News of the Day ... In Perspective08/24/2006
Pain doctor’s conviction overturned
Because U.S. District Judge William Wexler improperly told jurors they could not consider whether Dr. William Hurwitz acted in good faith when he prescribed large doses of opioids, his conviction for violating federal drug laws has been vacated by the Fourth Circuit Court of Appeals and remanded for retrial.
“We cannot say that no reasonable juror could have concluded that Hurwitz’s conduct fell within an objectively-defined good faith standard,” wrote the three-judge Circuit Court panel. Hurwitz, the judges noted, had presented evidence that he ran a legitimate medical practice and believed that his prescriptions were “medically proper.”
Prosecutors “overreached in this case and tried to exert federal control over the practice of medicine,” stated Marvin Miller, Hurwitz’s trial attorney.
“It’s about time that courts start to realize that these are doctors, not drug dealers,” stated AAPS Public Affairs Counsel Kathryn Serkes.

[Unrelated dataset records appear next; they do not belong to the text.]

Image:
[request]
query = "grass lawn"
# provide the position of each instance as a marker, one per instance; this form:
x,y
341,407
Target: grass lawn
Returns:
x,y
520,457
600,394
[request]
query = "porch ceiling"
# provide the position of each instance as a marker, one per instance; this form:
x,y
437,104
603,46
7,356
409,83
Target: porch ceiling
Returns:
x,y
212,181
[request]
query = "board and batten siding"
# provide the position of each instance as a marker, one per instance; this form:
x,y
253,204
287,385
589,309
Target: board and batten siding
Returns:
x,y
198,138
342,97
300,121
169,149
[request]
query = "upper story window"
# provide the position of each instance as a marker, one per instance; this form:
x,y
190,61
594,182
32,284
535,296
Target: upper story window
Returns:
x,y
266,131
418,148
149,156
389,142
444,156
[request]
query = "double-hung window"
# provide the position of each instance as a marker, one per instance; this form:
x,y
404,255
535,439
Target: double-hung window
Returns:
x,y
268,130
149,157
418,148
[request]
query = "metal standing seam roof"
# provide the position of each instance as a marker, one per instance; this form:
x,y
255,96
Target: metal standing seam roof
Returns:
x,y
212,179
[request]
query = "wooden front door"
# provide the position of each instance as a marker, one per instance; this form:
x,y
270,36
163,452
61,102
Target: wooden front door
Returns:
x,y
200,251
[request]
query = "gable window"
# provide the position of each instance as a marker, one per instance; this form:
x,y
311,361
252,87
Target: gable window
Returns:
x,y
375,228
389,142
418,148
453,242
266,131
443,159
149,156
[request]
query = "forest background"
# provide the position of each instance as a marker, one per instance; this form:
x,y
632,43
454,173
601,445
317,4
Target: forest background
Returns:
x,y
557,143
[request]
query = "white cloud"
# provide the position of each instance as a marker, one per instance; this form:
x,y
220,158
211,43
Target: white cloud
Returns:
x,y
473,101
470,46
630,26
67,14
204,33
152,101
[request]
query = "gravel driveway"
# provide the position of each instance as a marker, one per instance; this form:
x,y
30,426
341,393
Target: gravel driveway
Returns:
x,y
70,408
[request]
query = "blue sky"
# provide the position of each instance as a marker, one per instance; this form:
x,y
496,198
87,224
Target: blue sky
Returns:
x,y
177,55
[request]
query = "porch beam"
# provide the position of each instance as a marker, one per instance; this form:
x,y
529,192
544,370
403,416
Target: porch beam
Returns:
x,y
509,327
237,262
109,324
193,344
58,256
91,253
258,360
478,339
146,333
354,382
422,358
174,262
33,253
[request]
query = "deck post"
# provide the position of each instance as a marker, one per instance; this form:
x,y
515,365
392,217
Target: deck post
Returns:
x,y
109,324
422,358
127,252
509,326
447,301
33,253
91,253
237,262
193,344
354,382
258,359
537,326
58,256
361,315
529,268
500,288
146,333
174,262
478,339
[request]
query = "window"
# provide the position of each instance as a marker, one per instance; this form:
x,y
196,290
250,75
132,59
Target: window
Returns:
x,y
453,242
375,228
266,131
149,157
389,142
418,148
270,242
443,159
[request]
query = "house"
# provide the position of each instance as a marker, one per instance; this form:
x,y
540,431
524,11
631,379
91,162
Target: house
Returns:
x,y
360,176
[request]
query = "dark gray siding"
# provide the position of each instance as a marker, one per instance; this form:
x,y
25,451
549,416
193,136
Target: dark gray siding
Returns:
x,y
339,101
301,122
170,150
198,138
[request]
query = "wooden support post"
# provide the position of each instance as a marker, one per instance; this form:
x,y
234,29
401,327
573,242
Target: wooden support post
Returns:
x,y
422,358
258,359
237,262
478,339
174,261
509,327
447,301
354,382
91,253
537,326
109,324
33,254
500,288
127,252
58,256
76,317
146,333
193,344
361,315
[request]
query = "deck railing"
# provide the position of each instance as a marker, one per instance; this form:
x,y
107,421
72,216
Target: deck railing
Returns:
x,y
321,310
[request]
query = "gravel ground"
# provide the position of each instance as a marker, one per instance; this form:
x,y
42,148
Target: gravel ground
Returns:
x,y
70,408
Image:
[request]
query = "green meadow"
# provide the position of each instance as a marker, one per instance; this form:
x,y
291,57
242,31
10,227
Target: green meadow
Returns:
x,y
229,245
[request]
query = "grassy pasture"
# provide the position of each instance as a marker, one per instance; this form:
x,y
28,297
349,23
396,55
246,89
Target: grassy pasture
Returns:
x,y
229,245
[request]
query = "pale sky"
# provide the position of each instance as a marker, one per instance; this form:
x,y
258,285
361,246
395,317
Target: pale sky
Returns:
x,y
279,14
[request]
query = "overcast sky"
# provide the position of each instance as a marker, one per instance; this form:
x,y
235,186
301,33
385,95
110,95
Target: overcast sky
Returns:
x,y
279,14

The Hurwitz case is perhaps the most prominent of many federal prosecutions targeting physicians whose patients divert or abuse their prescribed pain medications (Washington Post 8/23/06).
The most dangerous aspect of this case, Serkes noted, is that the government used Hurwitz’s good-faith efforts to treat his patients and inquire whether they might be diverting as evidence of participation in a conspiracy to distribute drugs.
The Fourth Circuit’s decision was “a stunning defeat for the federal prosecutors, who vowed to go after pain doctors as though they were the Taliban,” stated AAPS General Counsel Andrew Schlafly, who authored the AAPS amicus brief supporting Hurwitz’s appeal. “The arrest, trial, and sentencing of Dr. Hurwitz reflected numerous abuses and distortions by the government.” He described the sentence of 25 years, the equivalent of life imprisonment, as “shocking.”
The government initially objected to the filing of the AAPS amicus brief, in which Point I is the argument unanimously accepted by the Circuit judges.